You can work your way back from the end of the game to optimize the strategy. At each stage, you know that the number is in some interval. On the last guess, you'll just guess any number in the interval, and your chance to win is one over the length of the interval. On the penultimate guess, you have some interval $[i,j[$ (closed at the beginning and open at the end to simplify the length calculations), and you can choose some integer $k\in[i,j[$ to maximize the remaining winning probability. You have probability $\frac1{j-i}$ to win right away by guessing right. You have probability $\frac{k-i}{j-i}$ to guess too high, and then you have probability $\frac1{k-i}$ to guess right on the last guess; and you have probability $\frac{j-k-1}{j-i}$ too guess too low, and then you have probability $\frac1{j-k-1}$ to guess right on the last guess; so the total winning probability as function of $k$ is
$$\frac1{j-i}+\frac{k-i}{j-i}\cdot\frac1{k-i}+\frac{j-k-1}{j-i}\cdot\frac1{j-k-1}=\frac3{j-i}\;,$$
which doesn't in fact depend on $k$. Each of the three possibilities contributes $\frac1{j-i}$ to the winning probability, independent of $k$.

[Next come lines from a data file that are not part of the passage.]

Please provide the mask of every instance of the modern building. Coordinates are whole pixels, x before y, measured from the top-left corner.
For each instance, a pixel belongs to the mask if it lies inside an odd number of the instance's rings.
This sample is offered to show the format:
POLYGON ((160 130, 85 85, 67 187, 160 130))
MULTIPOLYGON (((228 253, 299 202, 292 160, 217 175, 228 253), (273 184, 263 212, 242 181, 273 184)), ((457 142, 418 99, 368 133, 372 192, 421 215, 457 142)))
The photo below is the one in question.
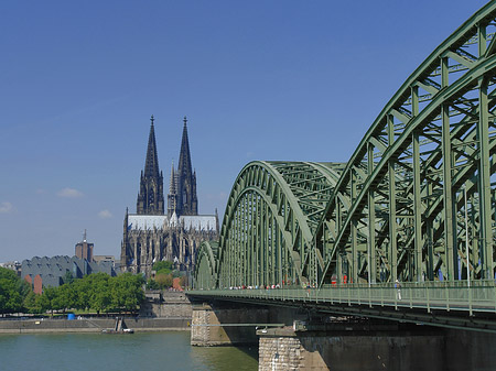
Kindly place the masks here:
POLYGON ((86 241, 86 229, 83 237, 83 241, 76 243, 76 257, 79 259, 86 259, 88 262, 93 262, 93 243, 86 241))
POLYGON ((116 275, 114 265, 109 262, 90 262, 77 257, 57 255, 57 257, 34 257, 22 261, 21 277, 33 285, 36 294, 41 294, 42 287, 57 287, 64 284, 64 277, 67 272, 74 279, 83 279, 90 273, 107 273, 116 275))
POLYGON ((136 214, 126 210, 120 266, 123 272, 150 276, 157 261, 174 261, 181 270, 192 270, 196 250, 204 240, 218 238, 218 216, 198 215, 196 172, 193 171, 187 120, 177 170, 172 165, 168 207, 163 196, 163 174, 159 168, 154 119, 151 117, 144 171, 141 172, 136 214))

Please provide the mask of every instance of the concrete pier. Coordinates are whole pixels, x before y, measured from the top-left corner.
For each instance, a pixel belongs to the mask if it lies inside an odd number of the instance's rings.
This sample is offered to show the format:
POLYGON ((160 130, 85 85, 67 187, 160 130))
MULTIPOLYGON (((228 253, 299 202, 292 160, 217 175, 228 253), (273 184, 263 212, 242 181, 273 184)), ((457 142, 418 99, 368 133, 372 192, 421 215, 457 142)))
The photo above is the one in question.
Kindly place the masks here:
POLYGON ((200 304, 193 306, 191 345, 201 347, 254 345, 257 324, 269 323, 265 307, 200 304))

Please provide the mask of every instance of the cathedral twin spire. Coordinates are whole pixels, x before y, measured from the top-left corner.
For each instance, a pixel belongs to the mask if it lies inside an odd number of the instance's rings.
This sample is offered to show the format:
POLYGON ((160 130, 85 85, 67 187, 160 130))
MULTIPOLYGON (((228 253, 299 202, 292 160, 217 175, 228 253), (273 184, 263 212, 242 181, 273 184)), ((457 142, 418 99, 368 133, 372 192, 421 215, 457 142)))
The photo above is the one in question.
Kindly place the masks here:
MULTIPOLYGON (((150 120, 151 127, 148 139, 147 159, 144 162, 144 174, 141 172, 137 214, 163 215, 163 175, 162 172, 159 172, 153 116, 150 120)), ((174 212, 176 216, 198 215, 196 174, 192 172, 186 122, 187 119, 184 117, 183 138, 181 141, 177 172, 174 172, 174 164, 172 164, 171 170, 171 181, 168 195, 169 217, 171 217, 174 212)))

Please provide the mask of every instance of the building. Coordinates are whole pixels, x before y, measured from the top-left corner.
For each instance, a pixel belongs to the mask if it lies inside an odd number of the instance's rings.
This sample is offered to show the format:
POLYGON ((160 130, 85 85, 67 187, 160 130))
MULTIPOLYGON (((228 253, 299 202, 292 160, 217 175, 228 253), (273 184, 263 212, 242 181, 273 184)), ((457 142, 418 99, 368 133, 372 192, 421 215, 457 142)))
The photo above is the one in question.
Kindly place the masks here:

But that means we don't have to do much more work for the previous stages – they work essentially like the penultimate one, except the cases of guessing too high or too low contribute larger winning probabilities, whereas the case of guessing right still just contributes the reciprocal of the interval length. So on the third guess, your winning probability is $3+1+3=7$ over the interval length, on the second guess it's $7+1+7=15$ over the interval length, and on the first guess it's $15+1+15$ over the interval length, that is, $\frac{31}{101}$ – irrespective of which numbers you choose to guess.
Well, not completely irrespective, that can't be, since you obviously only have a $\frac5{101}$ winning probability if you guess $0$, $1$, $2$, $3$, $4$. The argument is only valid as long as you always leave enough numbers on either side to have all three possibilities – if you don't, you lose the contribution from that possibility. That means that you have to leave at least $2^{5-n}-1$ numbers on either side on the $n$-th guess, so for instance your first guess must be between $15$ and $85$.